Past examples suggest a more effective approach would be to flip the script: prevention is not about restriction, it is about expansion. It is about unlocking years of vitality, increasing healthspan and longevity, protecting the experiences and relationships people want to preserve, and enabling better choices that align with our goals. It should feel like an investment in a better life, not a tax on the present.
This is where advances in science can be powerful storytellers. Mechanism-based diagnostics and disease risk prediction give us the ability to explain risk in ways that are tangible and personal.
Instead of a generic warning that “heart disease is the number one killer,” you can show someone how their specific biology increases risk, and what specific action can change the trajectory.
When paired with precision medicine approaches in this way, prevention is not just more accurate, but more relatable.
The language we use makes a big difference here:
Say “protect decades of healthy living” instead of “screen to catch disease early.”
Say “increase odds of staying well longer” instead of “reduce your risk.”
Personalise risk. "You have 40% higher risk than average" is more motivating than abstract stats.
Make it actionable. Using mechanistic insights, describe the physiological and molecular processes causing a patient’s illness and its resulting symptoms so that intervention can be targeted and effective.
Prevention has to feel empowering rather than punitive. It should create a sense of agency and optimism, not dread. That means every touchpoint, from diagnostics to public health messaging, has to be designed not just for accuracy, but for human psychology.
If we want preventative health to become mainstream, we need to stop selling it as an insurance policy against fear and start selling it as a passport to a healthier life, lived longer.
The role of trust
None of this works without trust. People must believe the science, the source, and the motive.
Mechanism-based insights can help here. By showing people the biological reasoning behind their risk rather than a black-box prediction, prevention becomes more credible and less abstract.

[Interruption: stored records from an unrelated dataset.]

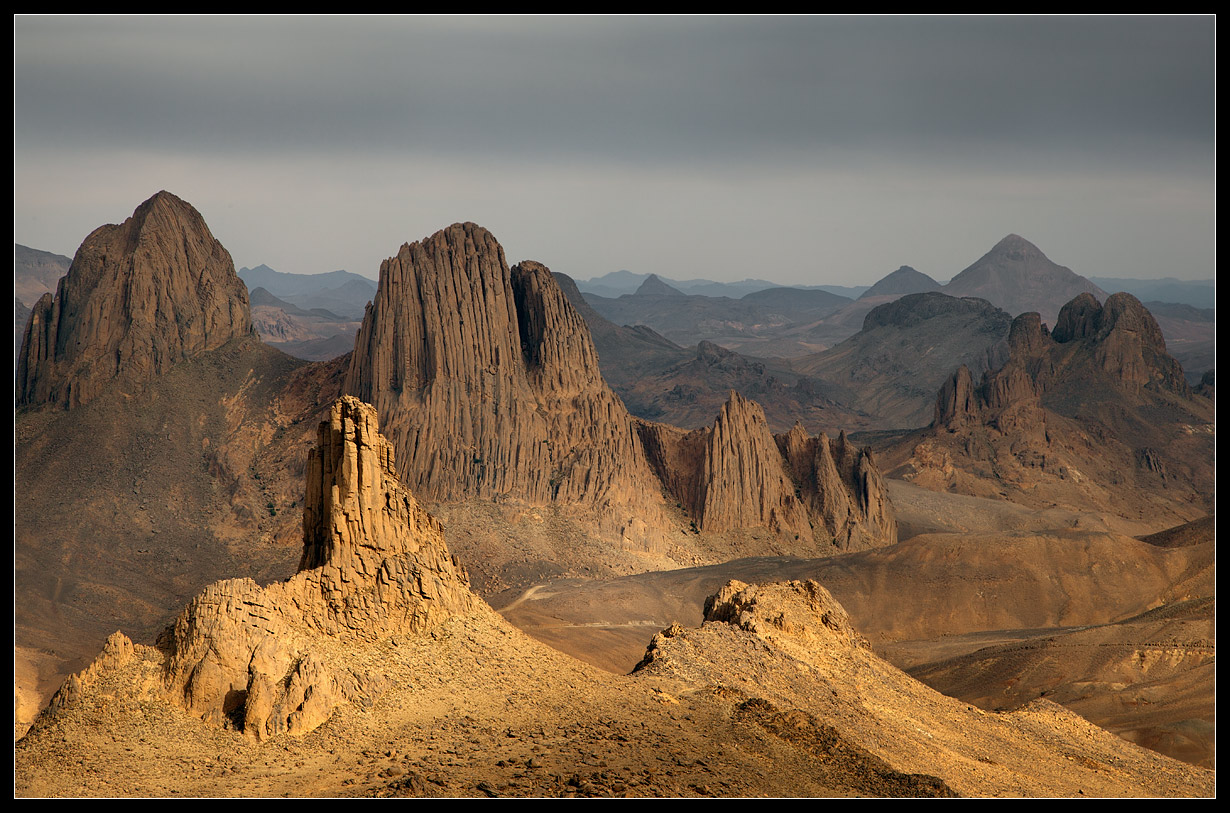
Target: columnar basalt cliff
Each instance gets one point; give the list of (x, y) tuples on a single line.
[(374, 563), (737, 475), (487, 383), (1017, 277), (138, 299)]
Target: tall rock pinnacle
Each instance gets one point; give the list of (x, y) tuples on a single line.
[(487, 383), (138, 299)]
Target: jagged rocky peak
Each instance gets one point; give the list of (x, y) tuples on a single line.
[(555, 341), (138, 299), (374, 565), (824, 496), (1028, 335), (1124, 340), (1117, 346), (487, 384), (654, 287), (903, 281)]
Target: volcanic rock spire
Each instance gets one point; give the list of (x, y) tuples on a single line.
[(738, 476), (138, 299)]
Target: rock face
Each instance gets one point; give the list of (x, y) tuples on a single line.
[(1017, 277), (654, 287), (736, 475), (487, 383), (902, 282), (138, 299), (374, 563)]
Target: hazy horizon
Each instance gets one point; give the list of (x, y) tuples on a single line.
[(802, 150)]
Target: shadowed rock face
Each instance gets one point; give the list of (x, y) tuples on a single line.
[(139, 298), (1017, 277), (487, 384), (1095, 416), (737, 475), (374, 563)]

Trust in science is not always a given - we live in a time when more people than ever appear to be sceptical of truth and accepting of misinformation. But trust will grow when explanations feel transparent, personalised, and evidence-based.
Equity matters too. If prevention feels like a privilege only for the wealthy or for certain demographics, distrust will deepen.
Prevention as a movement
It feels like we need cultural change. It starts in schools, becomes a norm in health conversations and healthcare institutions, and becomes the default path. Incentives, social and financial, must all align with prevention.
Mechanism-based diagnostics, precision medicine drug development, actively protective biology, and preventative health initiatives could anchor this movement. They allow us to move beyond vague advice toward precise, personalised prevention - creating opportunities not only to delay disease but to avoid it entirely.
And that is a story worth telling.
Prevention’s success is silent. The headlines will not feature empty hospital beds or avoided diagnoses. Still, in lives saved, healthspan extended, suffering spared, and resources conserved, the difference is seismic.